QMW-6986 Managing a team vs. babysitting kids - any differences? | Devoxx

Managing a team vs. babysitting kids - any differences?

Conference

agTest Methodology & Culture Click here to save this talk in your agenda

Have you been promoted from developer to manager recently and feeling lost? Or You’re in programming-power-point business for years and still got surprised by your team? Don’t worry - we’ve been there too and we’re eager to share our experience. And we also have kids...

Being a manager is on one hand attending dozen of courses, hundreds of read books: things you learn at the MBA studies, things you won’t learn at the MBA, psychology in business, human resources, coaching - list goes on and on... On the other hand, people say just be a good person, be consistent, believe in others - that will do. Managing people is as easy as kid’s play… So which is right, which is a way to go?
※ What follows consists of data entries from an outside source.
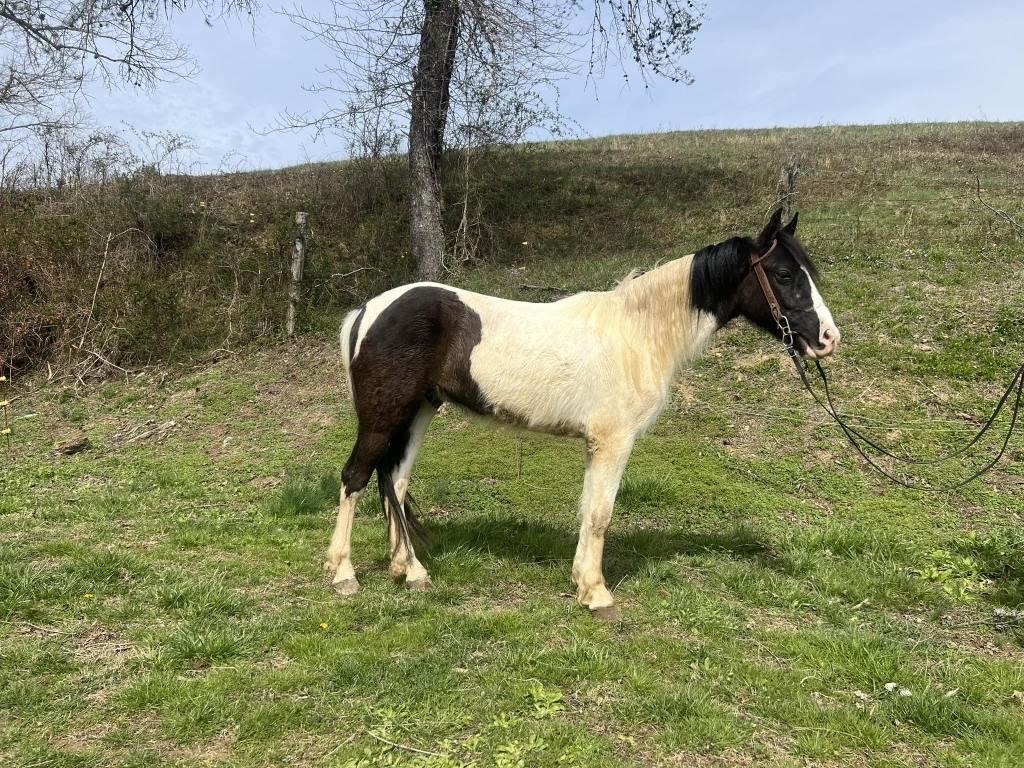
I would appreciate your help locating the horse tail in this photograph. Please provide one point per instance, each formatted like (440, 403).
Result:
(407, 521)
(349, 336)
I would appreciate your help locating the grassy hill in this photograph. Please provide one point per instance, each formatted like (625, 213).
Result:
(199, 263)
(161, 594)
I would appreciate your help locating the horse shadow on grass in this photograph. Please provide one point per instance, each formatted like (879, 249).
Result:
(627, 551)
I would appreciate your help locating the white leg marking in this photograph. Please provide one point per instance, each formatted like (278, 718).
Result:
(339, 552)
(403, 560)
(606, 459)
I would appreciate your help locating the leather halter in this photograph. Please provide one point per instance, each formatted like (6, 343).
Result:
(773, 304)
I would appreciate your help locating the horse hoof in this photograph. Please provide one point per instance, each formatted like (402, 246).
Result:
(346, 587)
(420, 585)
(605, 613)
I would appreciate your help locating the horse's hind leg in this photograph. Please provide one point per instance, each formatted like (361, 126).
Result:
(397, 466)
(366, 454)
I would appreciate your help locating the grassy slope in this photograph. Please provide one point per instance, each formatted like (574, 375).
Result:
(164, 600)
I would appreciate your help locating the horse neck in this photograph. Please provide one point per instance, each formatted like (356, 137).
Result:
(671, 330)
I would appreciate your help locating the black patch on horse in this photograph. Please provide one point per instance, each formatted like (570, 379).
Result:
(419, 348)
(353, 335)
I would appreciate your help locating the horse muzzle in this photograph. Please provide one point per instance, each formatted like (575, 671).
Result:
(827, 343)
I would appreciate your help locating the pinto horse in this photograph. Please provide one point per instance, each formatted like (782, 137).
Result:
(597, 366)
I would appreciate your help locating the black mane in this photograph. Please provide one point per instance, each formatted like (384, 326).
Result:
(718, 270)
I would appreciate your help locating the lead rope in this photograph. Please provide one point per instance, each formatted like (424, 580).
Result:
(859, 440)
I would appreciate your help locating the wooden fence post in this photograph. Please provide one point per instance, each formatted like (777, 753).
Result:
(786, 188)
(298, 261)
(5, 429)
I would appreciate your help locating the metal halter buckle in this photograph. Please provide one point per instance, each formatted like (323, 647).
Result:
(783, 327)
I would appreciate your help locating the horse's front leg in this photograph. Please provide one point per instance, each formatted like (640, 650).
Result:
(606, 457)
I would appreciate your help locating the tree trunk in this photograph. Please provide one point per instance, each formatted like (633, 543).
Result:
(438, 40)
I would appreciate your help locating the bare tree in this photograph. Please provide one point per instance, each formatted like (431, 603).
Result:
(49, 49)
(485, 69)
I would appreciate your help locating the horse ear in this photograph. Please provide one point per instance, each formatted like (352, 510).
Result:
(792, 226)
(771, 230)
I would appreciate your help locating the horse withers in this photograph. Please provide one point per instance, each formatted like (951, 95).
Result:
(597, 366)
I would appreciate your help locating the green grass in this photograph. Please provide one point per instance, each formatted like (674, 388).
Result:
(163, 602)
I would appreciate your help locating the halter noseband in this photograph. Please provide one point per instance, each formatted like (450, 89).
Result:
(773, 304)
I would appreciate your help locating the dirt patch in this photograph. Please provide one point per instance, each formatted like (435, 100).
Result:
(101, 645)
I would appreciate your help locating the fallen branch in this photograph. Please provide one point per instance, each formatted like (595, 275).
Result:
(99, 278)
(407, 748)
(1018, 228)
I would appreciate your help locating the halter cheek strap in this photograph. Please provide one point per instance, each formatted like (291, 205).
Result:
(773, 304)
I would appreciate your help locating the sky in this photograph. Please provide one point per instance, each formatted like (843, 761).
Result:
(754, 64)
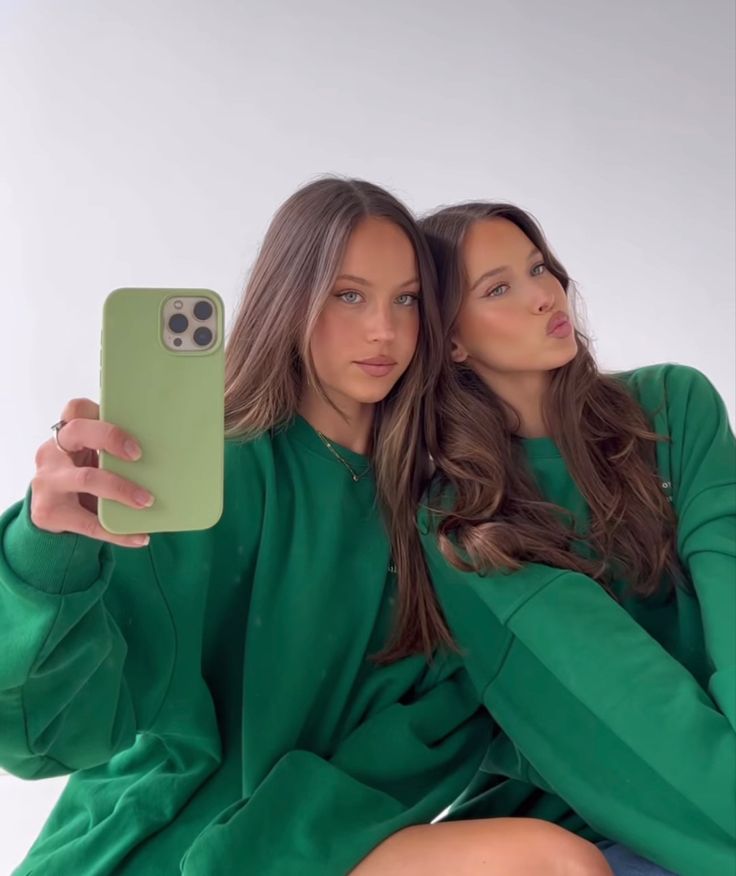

At this session you will learn how to practically apply a couple of management principles which set up a fundament for managing developers. We will put them to test with real life examples, how we succeeded or how we failed. These obviously are not silver bullets, these work in a certain context - which we won’t miss in our stories.

Are these a key, to make manager’s life so much easier? Are you interested in finding that key?

Bartek Nowakowski Bartek Nowakowski

Computer Science and MBA graduate, responsible for managing IT teams for the last 5 years. Has experience working for different-size companies ranging from small start-ups to corporation that deal with different IT businesses (firmware, device drivers, mobile, eCommerce, social media, big data, financial markets). Currently a senior dev-ops working for Nordea Capital Markets IT providing enterprise applications enabling trading on financial markets. Involved in Polish edition of Washington Business Week. Interested in behavioural economics and psychology.

Kuba Marchwicki Kuba Marchwicki

Jakub has been around software development for past 10 years, wearing multiple hats, getting hands dirty in multiple environments, securing both technical as well as the business side of The Thing. “An engineer with a human friendly interface?”. Some languages, some frameworks, blah blah blah - doesn’t matter. Architect, programmer, manager, technical trainer, tech lead, wannabe entrepreneur, JUG member. There is a fair chance he does non of those those right.